The chilling power of Aubrey’s character isn’t just in what he does—it’s in what he doesn’t. He doesn’t speak much. He doesn’t explain. He doesn’t hesitate. In a world where characters often over-express themselves, Aubrey is nearly silent. His presence alone brings dread. When he kills, he does it swiftly. And when he leaves, he vanishes like a ghost.
So why Nukeville? That name alone carries the weight of something dangerous, secretive, and locked away. It’s not just a location. It is a final destination. It is a place where things go to be buried or to rise. Aubrey is drawn to it like a homing beacon, and his journey suggests that something in Nukeville either created him or is calling him back.
What is it? Could this mean the end of humanity?
Aubrey’s trip across the southeast of England isn’t random. It’s a slow burn of destruction, building tension, pushing both characters and readers to the brink. And with every step closer to Nukeville, Aubrey seems less human.
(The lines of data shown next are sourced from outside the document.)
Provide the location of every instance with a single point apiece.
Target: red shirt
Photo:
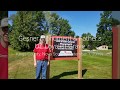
(41, 51)
(3, 62)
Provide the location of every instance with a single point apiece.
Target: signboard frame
(67, 57)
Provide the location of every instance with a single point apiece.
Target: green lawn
(96, 65)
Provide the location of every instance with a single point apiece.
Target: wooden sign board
(116, 15)
(116, 53)
(65, 48)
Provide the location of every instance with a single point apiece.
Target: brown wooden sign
(116, 53)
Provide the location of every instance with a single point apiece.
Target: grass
(96, 65)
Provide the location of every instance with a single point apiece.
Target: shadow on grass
(68, 73)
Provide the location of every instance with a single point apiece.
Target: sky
(80, 21)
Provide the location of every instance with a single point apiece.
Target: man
(41, 52)
(4, 49)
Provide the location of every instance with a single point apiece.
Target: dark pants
(41, 69)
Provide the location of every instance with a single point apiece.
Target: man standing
(4, 49)
(41, 52)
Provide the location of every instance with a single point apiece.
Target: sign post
(116, 52)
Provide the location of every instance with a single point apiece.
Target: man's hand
(35, 65)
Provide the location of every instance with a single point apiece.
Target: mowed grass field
(96, 65)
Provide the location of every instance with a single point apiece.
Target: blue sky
(80, 21)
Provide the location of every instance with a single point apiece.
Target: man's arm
(34, 56)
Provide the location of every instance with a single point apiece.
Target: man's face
(4, 34)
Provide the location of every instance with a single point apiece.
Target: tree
(26, 29)
(104, 30)
(3, 14)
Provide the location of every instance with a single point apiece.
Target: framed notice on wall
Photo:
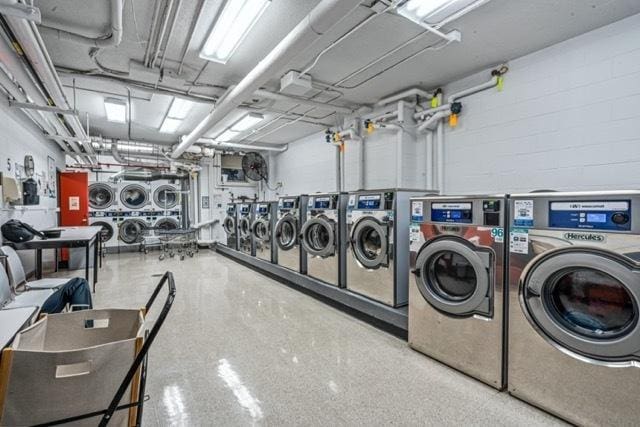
(50, 187)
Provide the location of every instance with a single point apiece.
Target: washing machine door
(101, 195)
(134, 196)
(318, 236)
(370, 243)
(245, 227)
(261, 229)
(454, 277)
(165, 197)
(229, 225)
(131, 231)
(287, 232)
(107, 231)
(586, 301)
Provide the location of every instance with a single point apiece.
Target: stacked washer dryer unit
(262, 231)
(574, 305)
(292, 212)
(230, 225)
(378, 246)
(135, 203)
(457, 296)
(166, 205)
(323, 237)
(245, 219)
(103, 212)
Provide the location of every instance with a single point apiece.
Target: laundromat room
(320, 213)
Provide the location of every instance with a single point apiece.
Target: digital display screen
(288, 204)
(601, 218)
(369, 202)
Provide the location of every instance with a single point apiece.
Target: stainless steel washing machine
(230, 225)
(574, 305)
(262, 230)
(323, 237)
(457, 295)
(292, 212)
(102, 196)
(378, 244)
(245, 219)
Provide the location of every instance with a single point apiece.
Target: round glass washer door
(586, 301)
(107, 231)
(245, 227)
(261, 229)
(319, 236)
(134, 196)
(454, 278)
(101, 195)
(165, 197)
(131, 231)
(229, 225)
(287, 232)
(370, 243)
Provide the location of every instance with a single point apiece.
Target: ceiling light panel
(116, 110)
(232, 26)
(432, 11)
(170, 125)
(179, 108)
(247, 122)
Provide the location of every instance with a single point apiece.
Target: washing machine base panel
(471, 345)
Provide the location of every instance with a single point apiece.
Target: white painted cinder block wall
(567, 119)
(18, 138)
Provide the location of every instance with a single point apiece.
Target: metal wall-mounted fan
(254, 166)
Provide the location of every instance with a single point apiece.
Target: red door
(74, 198)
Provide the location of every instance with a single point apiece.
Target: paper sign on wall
(74, 203)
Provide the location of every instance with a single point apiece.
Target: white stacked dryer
(323, 237)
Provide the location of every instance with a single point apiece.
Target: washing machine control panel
(591, 214)
(456, 212)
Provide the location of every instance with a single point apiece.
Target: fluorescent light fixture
(227, 135)
(170, 125)
(116, 110)
(420, 10)
(247, 122)
(233, 25)
(179, 108)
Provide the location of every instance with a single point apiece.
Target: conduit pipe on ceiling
(302, 101)
(34, 48)
(404, 94)
(322, 18)
(113, 39)
(217, 144)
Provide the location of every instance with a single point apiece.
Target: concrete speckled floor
(242, 349)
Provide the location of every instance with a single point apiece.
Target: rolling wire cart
(132, 385)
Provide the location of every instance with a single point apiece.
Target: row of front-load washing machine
(538, 293)
(128, 211)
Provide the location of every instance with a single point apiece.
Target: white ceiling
(494, 33)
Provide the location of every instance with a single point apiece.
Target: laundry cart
(84, 368)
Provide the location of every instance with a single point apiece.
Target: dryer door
(229, 225)
(287, 232)
(586, 301)
(370, 243)
(455, 278)
(318, 237)
(261, 229)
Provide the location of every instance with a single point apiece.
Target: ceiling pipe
(66, 33)
(216, 144)
(312, 27)
(302, 101)
(404, 94)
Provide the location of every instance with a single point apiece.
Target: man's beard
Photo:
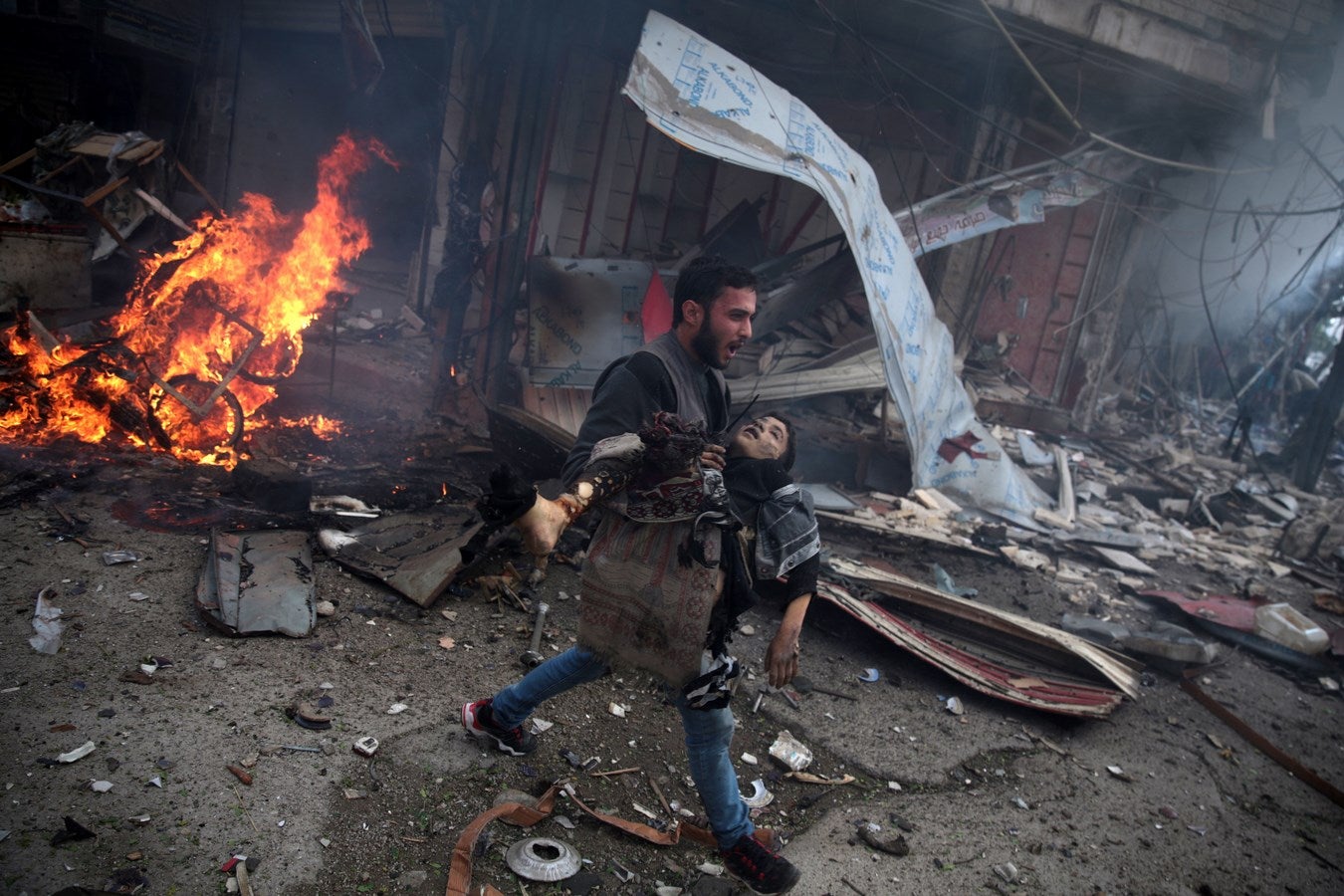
(706, 346)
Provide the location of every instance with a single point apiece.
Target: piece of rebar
(614, 772)
(663, 799)
(533, 657)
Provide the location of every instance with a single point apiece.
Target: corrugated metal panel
(407, 18)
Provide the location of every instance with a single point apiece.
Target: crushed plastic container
(1283, 625)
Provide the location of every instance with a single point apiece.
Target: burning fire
(206, 334)
(319, 425)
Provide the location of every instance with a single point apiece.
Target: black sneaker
(760, 868)
(480, 723)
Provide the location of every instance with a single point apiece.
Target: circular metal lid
(542, 858)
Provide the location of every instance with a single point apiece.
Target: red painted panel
(1045, 264)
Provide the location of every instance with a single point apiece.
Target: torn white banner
(711, 101)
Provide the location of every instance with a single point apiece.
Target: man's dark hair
(705, 278)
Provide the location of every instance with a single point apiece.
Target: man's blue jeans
(709, 734)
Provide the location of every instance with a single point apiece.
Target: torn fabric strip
(715, 104)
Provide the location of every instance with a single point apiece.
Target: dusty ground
(1198, 810)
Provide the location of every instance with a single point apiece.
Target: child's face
(761, 439)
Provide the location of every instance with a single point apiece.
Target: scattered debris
(418, 555)
(258, 581)
(760, 796)
(895, 845)
(944, 581)
(47, 625)
(1281, 623)
(342, 506)
(72, 830)
(790, 751)
(808, 778)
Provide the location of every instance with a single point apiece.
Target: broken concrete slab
(258, 583)
(1122, 560)
(1160, 639)
(415, 554)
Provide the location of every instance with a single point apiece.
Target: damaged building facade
(1023, 264)
(1029, 152)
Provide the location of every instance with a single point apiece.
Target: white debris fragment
(78, 753)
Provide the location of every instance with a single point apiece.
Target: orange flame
(207, 331)
(319, 425)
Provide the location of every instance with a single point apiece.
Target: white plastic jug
(1283, 625)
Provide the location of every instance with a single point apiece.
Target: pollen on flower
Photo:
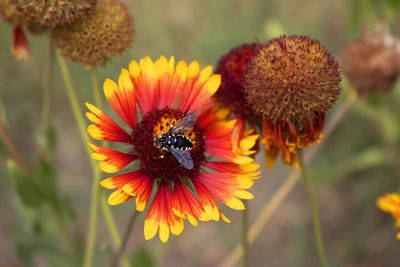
(159, 163)
(292, 77)
(105, 32)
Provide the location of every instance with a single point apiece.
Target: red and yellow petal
(243, 140)
(160, 216)
(105, 128)
(140, 186)
(249, 169)
(19, 45)
(117, 197)
(122, 97)
(157, 84)
(113, 160)
(133, 184)
(227, 188)
(207, 200)
(186, 205)
(390, 203)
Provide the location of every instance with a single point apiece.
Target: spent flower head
(390, 203)
(106, 32)
(10, 13)
(372, 63)
(52, 13)
(232, 66)
(174, 144)
(291, 83)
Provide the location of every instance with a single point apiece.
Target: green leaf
(143, 258)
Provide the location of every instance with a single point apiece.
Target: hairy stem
(314, 204)
(126, 238)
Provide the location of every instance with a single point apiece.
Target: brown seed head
(9, 10)
(292, 78)
(232, 66)
(53, 13)
(372, 63)
(104, 33)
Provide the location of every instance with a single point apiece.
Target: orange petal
(19, 45)
(160, 216)
(113, 160)
(105, 128)
(186, 205)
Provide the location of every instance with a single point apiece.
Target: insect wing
(186, 123)
(183, 157)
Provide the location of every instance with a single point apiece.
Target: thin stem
(88, 258)
(12, 148)
(126, 238)
(96, 89)
(106, 211)
(48, 73)
(283, 191)
(314, 203)
(245, 230)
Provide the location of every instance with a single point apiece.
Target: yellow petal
(171, 65)
(124, 80)
(193, 69)
(134, 69)
(95, 132)
(107, 183)
(244, 194)
(205, 73)
(192, 220)
(181, 70)
(117, 197)
(107, 167)
(150, 228)
(213, 83)
(109, 88)
(163, 232)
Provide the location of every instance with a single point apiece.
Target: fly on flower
(178, 144)
(180, 157)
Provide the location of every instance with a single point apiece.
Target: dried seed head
(104, 33)
(292, 78)
(9, 10)
(53, 13)
(232, 66)
(372, 63)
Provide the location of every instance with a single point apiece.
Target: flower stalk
(245, 230)
(317, 225)
(88, 257)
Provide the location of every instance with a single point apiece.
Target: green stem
(245, 230)
(48, 73)
(107, 214)
(317, 226)
(126, 238)
(88, 258)
(96, 88)
(12, 149)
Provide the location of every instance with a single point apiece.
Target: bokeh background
(355, 165)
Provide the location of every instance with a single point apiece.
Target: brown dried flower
(372, 63)
(53, 13)
(232, 67)
(291, 83)
(104, 33)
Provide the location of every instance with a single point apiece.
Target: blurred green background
(356, 164)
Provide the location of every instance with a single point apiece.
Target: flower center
(156, 158)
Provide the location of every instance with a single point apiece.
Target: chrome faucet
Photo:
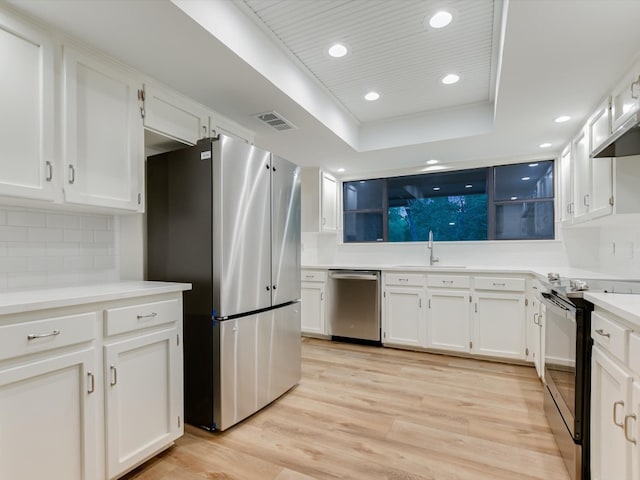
(432, 259)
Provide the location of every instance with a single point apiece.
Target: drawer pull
(92, 382)
(615, 411)
(626, 428)
(114, 375)
(33, 336)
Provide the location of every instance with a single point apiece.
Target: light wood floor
(370, 413)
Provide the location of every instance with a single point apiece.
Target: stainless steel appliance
(225, 216)
(567, 360)
(354, 311)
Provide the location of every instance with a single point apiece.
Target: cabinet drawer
(449, 281)
(501, 284)
(634, 353)
(137, 317)
(41, 335)
(413, 279)
(314, 276)
(610, 335)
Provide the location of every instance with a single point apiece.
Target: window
(496, 203)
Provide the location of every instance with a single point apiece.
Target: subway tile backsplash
(42, 248)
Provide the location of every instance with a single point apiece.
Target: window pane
(363, 227)
(451, 218)
(524, 220)
(363, 195)
(523, 181)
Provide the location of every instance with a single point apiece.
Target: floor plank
(364, 412)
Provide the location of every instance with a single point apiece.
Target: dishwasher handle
(354, 275)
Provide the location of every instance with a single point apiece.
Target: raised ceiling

What started as a fugitive manhunt is slowly revealing itself to be something darker. Perhaps it is the rise of a threat that cannot be reasoned with and nor can it be defeated, even with the strongest armed instrument in this world.
In Aubrey: Nukeville Book 1, Aubrey is not a villain to be caught. He is a storm to be survived. He is the shadow of something the world thought it buried long ago. And by the time he reaches his destination, the question will no longer be, Who is Aubrey? It will be. Can anyone stop him before he brings the end with him?